Overslaan en naar de inhoud gaan

Naar een beter begrip en therapie van triple negatieve borstkanker

Persbericht (19/12/2019) 

Naar een beter begrip van triple negatieve borstkanker en nieuwe therapeutische strategiën

Brussel, 19 december 2019 – In een recente publicatie in het Journal of the National Cancer Institute, belicht het laboratorium voor translationeel onderzoek op het gebied van borstkanker van het Instituut Jules Bordet voor het eerst de heterogeniteit van de tumormicro-omgeving en het immuunsysteem bij triple negatieve borstkanker.
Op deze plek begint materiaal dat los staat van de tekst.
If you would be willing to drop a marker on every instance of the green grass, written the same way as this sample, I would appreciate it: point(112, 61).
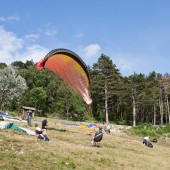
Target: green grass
point(150, 130)
point(70, 148)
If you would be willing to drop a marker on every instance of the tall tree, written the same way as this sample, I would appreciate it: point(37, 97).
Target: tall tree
point(12, 87)
point(104, 77)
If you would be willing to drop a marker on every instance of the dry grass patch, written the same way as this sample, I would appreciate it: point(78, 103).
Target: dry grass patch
point(70, 148)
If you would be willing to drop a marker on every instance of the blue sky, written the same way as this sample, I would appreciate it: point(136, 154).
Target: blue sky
point(135, 34)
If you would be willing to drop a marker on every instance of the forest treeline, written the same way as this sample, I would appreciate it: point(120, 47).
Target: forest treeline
point(131, 100)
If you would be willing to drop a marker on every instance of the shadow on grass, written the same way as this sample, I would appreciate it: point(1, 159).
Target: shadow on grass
point(60, 130)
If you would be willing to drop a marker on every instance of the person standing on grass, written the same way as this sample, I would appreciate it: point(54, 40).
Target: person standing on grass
point(44, 125)
point(29, 114)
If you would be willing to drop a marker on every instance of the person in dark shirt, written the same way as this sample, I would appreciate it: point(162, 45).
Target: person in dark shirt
point(44, 125)
point(29, 114)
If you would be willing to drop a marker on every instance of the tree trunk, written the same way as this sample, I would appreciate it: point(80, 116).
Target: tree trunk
point(106, 106)
point(167, 103)
point(161, 106)
point(134, 111)
point(154, 115)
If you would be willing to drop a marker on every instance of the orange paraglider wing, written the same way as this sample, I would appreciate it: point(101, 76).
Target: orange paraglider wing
point(71, 68)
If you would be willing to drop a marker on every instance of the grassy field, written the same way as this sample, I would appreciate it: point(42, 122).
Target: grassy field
point(70, 148)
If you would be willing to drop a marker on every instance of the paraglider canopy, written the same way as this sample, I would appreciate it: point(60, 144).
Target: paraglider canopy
point(71, 68)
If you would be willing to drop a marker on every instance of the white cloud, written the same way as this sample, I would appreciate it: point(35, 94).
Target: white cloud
point(13, 48)
point(51, 32)
point(32, 37)
point(91, 50)
point(10, 18)
point(34, 52)
point(79, 35)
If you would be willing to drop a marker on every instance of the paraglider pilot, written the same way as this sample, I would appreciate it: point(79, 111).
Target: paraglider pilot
point(97, 136)
point(29, 114)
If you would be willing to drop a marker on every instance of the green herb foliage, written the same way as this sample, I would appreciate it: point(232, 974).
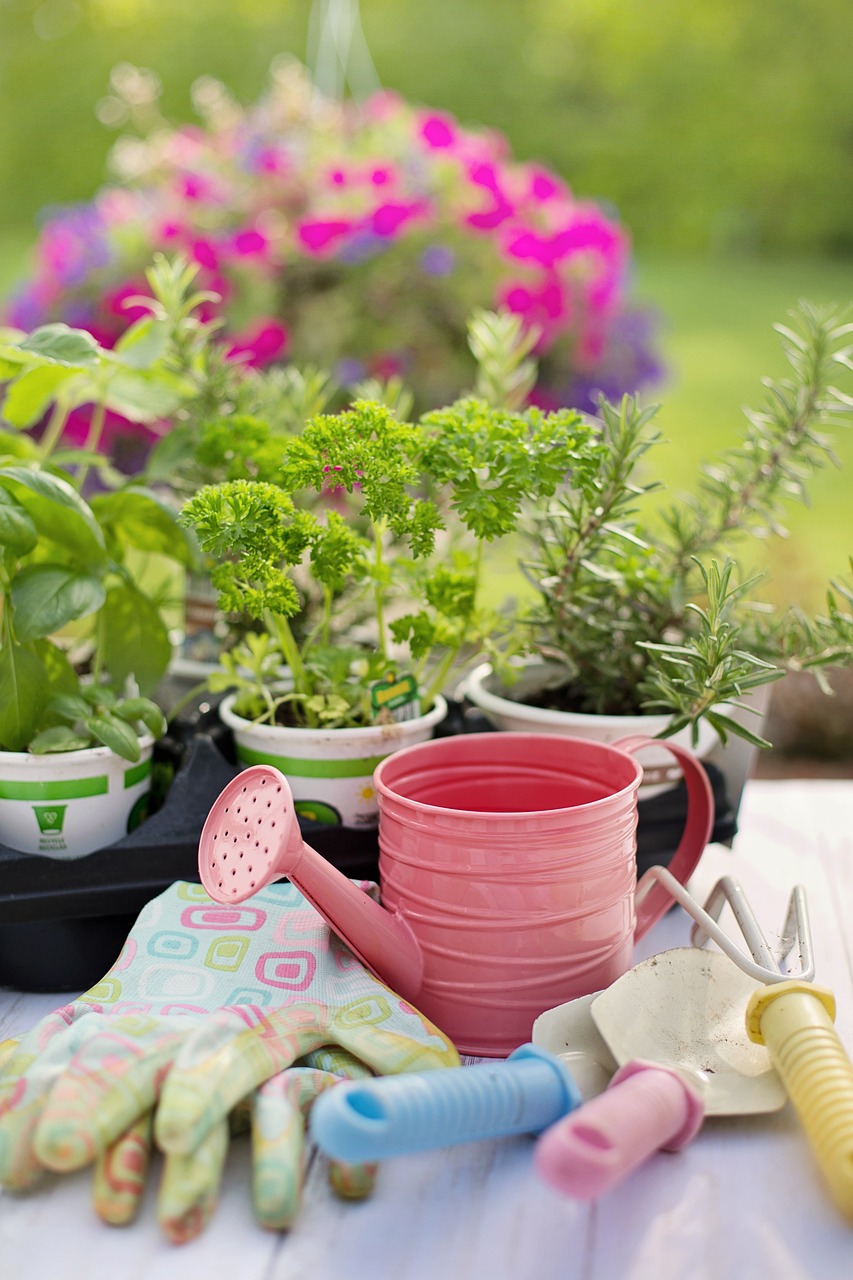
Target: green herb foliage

Dit onderzoek heeft tot doel de therapeutische behandeling te verbeteren van patiënten met dit type kanker, waarvan de prognose vaak slecht is.

BCTL

Triple negatieve borstkanker: een heterogene ziekte
Triple negatieve borstkanker vormt 15% tot 20% van alle borstkankergevallen. Bij deze vorm van borstkanker heeft de tumor geen receptoren voor oestrogeen en progesteron en is er ook geen sprake van overexpressie of amplificatie van het HER2-gen. In vergelijking met andere borstkankersubtypes is de prognose voor dit type borstkanker veel ongunstiger. Hoewel er belangrijke vooruitgang is geboekt bij de behandeling van andere borstkankersubtypes, blijven de behandelingsmogelijkheden voor triple negatieve borstkanker beperkt. Daarom hebben verschillende onderzoeken zich toegelegd op het verkrijgen van een beter begrip van de biologie van dit kankertype. In een recent onderzoek waarbij meer dan 500 patiënten werden geanalyseerd, heeft het team van professor Christos Sotiriou van het Instituut Bordet onder andere aangetoond dat triple negatieve borstkanker een heterogene ziekte is met minstens 5 moleculaire subtypes die gekenmerkt worden door mutaties en expressieprofielen van specifieke genen. Ondanks deze verbeterde karakterisering van triple negatieve borstkanker blijven de therapeutische strategieën tot op heden beperkt.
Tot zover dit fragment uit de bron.